The worst thing which can be done is this:

movie as unknown as TVSeries;

TypeScript sometimes suggests to do that in some scenarios, and it is a terrible suggestion. Like any, it is basically bypassing all type checks and going back to blind JavaScript.

There are justified exceptions. One is when implementing a HTTP client: TypeScript cannot know the type of the JSON sent by the server, so we have to tell it. Still, we are responsible that the client forced type matches the server model.

Another one is when fixing an "any" coming from a library: casting can serve here to retype correctly.

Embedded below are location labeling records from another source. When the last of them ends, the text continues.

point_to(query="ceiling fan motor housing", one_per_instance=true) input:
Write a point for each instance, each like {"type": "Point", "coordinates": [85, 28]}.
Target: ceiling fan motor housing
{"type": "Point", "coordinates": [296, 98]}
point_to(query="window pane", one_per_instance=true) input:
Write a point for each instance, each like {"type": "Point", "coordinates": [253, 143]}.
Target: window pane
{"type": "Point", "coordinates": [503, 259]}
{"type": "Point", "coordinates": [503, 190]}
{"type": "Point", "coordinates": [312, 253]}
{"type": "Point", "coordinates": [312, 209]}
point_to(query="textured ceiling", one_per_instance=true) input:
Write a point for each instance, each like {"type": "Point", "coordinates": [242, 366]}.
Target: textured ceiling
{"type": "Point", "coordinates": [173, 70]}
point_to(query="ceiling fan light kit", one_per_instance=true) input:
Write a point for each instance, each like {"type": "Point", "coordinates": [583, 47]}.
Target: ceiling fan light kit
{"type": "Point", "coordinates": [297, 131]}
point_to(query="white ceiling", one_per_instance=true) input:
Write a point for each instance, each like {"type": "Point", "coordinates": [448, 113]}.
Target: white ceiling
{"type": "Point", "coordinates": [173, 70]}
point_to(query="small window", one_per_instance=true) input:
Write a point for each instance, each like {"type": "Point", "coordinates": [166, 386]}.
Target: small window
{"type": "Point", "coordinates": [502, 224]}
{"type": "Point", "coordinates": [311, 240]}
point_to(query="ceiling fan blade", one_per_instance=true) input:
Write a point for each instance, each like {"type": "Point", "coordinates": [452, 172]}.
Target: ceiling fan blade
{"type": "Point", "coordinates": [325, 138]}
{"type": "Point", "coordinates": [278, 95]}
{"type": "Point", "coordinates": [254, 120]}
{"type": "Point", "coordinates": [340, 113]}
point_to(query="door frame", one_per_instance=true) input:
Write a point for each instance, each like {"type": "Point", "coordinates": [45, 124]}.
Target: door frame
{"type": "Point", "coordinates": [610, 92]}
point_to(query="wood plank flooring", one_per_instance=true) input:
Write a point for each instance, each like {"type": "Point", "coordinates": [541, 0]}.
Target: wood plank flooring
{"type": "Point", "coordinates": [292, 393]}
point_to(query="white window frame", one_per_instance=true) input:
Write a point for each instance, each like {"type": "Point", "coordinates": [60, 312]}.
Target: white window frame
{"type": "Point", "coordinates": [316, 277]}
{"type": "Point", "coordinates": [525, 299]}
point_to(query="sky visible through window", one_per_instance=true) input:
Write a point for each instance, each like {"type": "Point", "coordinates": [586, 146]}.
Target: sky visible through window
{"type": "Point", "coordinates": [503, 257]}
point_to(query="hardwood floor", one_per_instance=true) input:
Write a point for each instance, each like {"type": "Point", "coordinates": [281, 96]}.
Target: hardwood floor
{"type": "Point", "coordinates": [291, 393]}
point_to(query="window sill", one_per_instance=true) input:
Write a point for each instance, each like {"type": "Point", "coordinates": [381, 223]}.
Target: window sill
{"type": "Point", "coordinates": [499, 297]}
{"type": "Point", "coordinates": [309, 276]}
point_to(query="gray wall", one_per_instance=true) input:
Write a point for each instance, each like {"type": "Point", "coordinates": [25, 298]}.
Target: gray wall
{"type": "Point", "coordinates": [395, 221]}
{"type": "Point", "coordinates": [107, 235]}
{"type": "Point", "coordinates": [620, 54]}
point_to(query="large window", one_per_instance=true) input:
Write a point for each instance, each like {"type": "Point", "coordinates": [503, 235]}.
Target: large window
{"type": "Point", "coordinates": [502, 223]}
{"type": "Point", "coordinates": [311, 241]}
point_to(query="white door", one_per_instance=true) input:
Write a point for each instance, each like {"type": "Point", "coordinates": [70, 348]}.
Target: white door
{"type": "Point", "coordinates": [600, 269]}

Type predicates is just a variant of type assertions for functions returns. The most common case is when filtering an array:

/* With TypeScript <= 5.4 */
const movies: (string | undefined)[] = [];

movies
  .filter((movie) => movie !== undefined)
  .map((movie) => {
    // string | undefined
    // because TypeScript is not capable to narrow the type
    // based on what the code do in `filter`
    movie;
  });

movies
  .filter((movie): movie is string => movie !== undefined)
  .map((movie) => {
    // string
    movie;
  });

Nice, but the compiler trusts us. If the check does not match the type predicate, errors may happen.

While this feature can be useful and relevant in some cases, it should be double checked when used.

Note that I took the filter example because it is the most frequent one. But now:

/* With TypeScript >= 5.5 */
const movies: (string | undefined)[] = [];

movies
  .filter((movie) => movie !== undefined)
  .map((movie) => {
    // string
    movie;
  });

Be sure when updating to TypeScript 5.5 to delete movie is string, because the behavior is not exactly the same. Explicit movie is string still means the compiler blindly trusts us. But the new implicit behavior is inferred from the actual code in filter, so now the type predicate is really checked!

It also means it becomes an exception of the linter explicit-function-return-type rule: in such scenarios, the return type should not be explicit.

Next part

I hope you enjoyed the meta jokes. But we still have 2 other problems to solve:

• handle nullability
• disallow dynamic typing

Next chapters will be published soon, you can follow my account (button on top right of this page) to know when it happens.

You want to contact me? Instructions are available in the summary.

Comments

[Michael Theriot]

I think as still has a use for opaque types. That is the only time I use it, in lieu of real support for them.

[Cyrille Tuzi]

Hello Michael, thanks for your constructive comment. I think I came across this concept in Angular recently, but I am not used to opaque types, could you provide an example?

[Michael Theriot]

I use opaque types for primitive types that should not interchange. For example, if you have unsanitized text you need to sanitize.

const sanitizeText = (unsanitized: string): string => {
    return unsanitized.replaceAll("unsanitized", "sanitized");
};

const unsanitizedText = "dummy unsanitized text";
const sanitizedText = sanitizeText(unsanitizedText);

Let's say we have a function that should only accept sanitized text:

const outputToUser = (sanitized: string) => {
  // do something
};

Both unsanitizedText and sanitizedText are of the same type. There is nothing preventing us from interchanging them, even though only one is valid here.

outputToUser(unsanitizedText); // oops

We can intersect string with an opaque type to help here.

// an ugly hack to create a distinct type that is really just a string
declare const _sanitized: unique symbol;
type SanitizedString = string & { readonly [_sanitized]: never };

Now we just need to update our functions to use this type. We need to use as to tell the compiler to use our distinct type.

const sanitizeText = (unsanitized: string): SanitizedString => {
    return unsanitized.replaceAll("unsanitized", "sanitized") as SanitizedString;
};

const outputToUser = (sanitized: SanitizedString) => {
  // do something
};

const unsanitizedText = "dummy unsanitized text";
const sanitizedText = sanitizeText(unsanitizedText);

outputToUser(sanitizedText); // OK
outputToUser(unsanitizedText); // compiler error!

There are other use cases for opaque types.

[Cyrille Tuzi]

Thank you for this very clear and concrete example!